Reason’s video above, in response to the NYT’s video they are referencing, goes into why firearms are not a public health concern. Not that they shouldn’t be studied, or documented, or researched, simply that it makes no sense to treat them like the flu and research the like a contagion.
Firearms are not a virus anymore than a power drill or a kitchen knife is. Firearms are a tool, a weapon, and have a specific series of purposes in polite society. A virus doesn’t, it is an unavoidable force of nature that we battle against in a logical manner by limiting its ability to spread through proper behaviors and immunizations.
Now in that regard, fighting gun violence and fighting a virus sound similar. But that is only until you get into methodology. A virus doesn’t have motivation in the cognitive sense, it is a base organism whose mutations survive in proper hosts. A virus too lethal kills itself by killing its host population, a virus too easy to kill and not fast enough in its mutations dies off as a population naturally becomes immune to it.
Those factors do not translate to the causes of “gun violence” since that title actually encompasses a few not interrelated events and outcomes.
- Homicide, planned
- Homicide, unplanned
- Homicide, accidental
- Suicide
- Assault with injury
- Assault without injury
- Injury, accidental
Seven separate human motivated events, zero that can be solved by washing you hands and seeing a doctor regularly. We can debate doctors visits preventing suicide, but the rates seem to suggest annual physicals aren’t influencing the triggers as much as folks choosing to seek and being able to fairly smoothly receive help for their mental health status.
Human motivations are not virologic, despite what Hugo Weaving may have said in the Matrix. Human motivations follow logical progressions of effort for result. Even if we cannot emotionally understand a given motive, or do so with traditional logic of a balanced and normative outlook, that logic train is there.

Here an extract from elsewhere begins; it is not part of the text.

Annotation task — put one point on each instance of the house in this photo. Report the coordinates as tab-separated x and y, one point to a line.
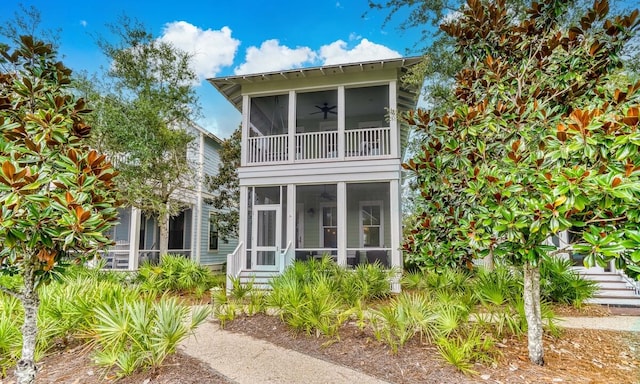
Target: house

Because of *perception of situation or event* I will *action* is basic human behavior, situation, decision, reaction. It should not and cannot be treated like a virus, because it is not one. Treating it like one will not yield informative or effective results for prevention and deterrence, because you cannot ‘catch’ gun violence by failing to wash your hands. You ‘catch’ it, catching a bullet is a common phrase, by someone being violent deliberately to you or in your proximity. You are affected by deliberate action only. This is one of the crucial flaws with the numerous studies RAND rejected over and over again, they take human motivations out of the variable pool and treat firearms like they are radioactive and might trigger cancer.
Proximity to alcohol does not trigger drunk driving, the combination of decisions to drink it to inebriation and then to operate a vehicle do. Decision, then consequence. These decisions are not made in a vacuum either, decisions are made in a field of parallel and sometimes competing decisions.
Removing human free agency from our equations is poor stats building and won’t help us. We have several human behavior tracks we must address, I outlined them roughly above. It is in addressing these motivations that we will improve the levels of violence in our communities.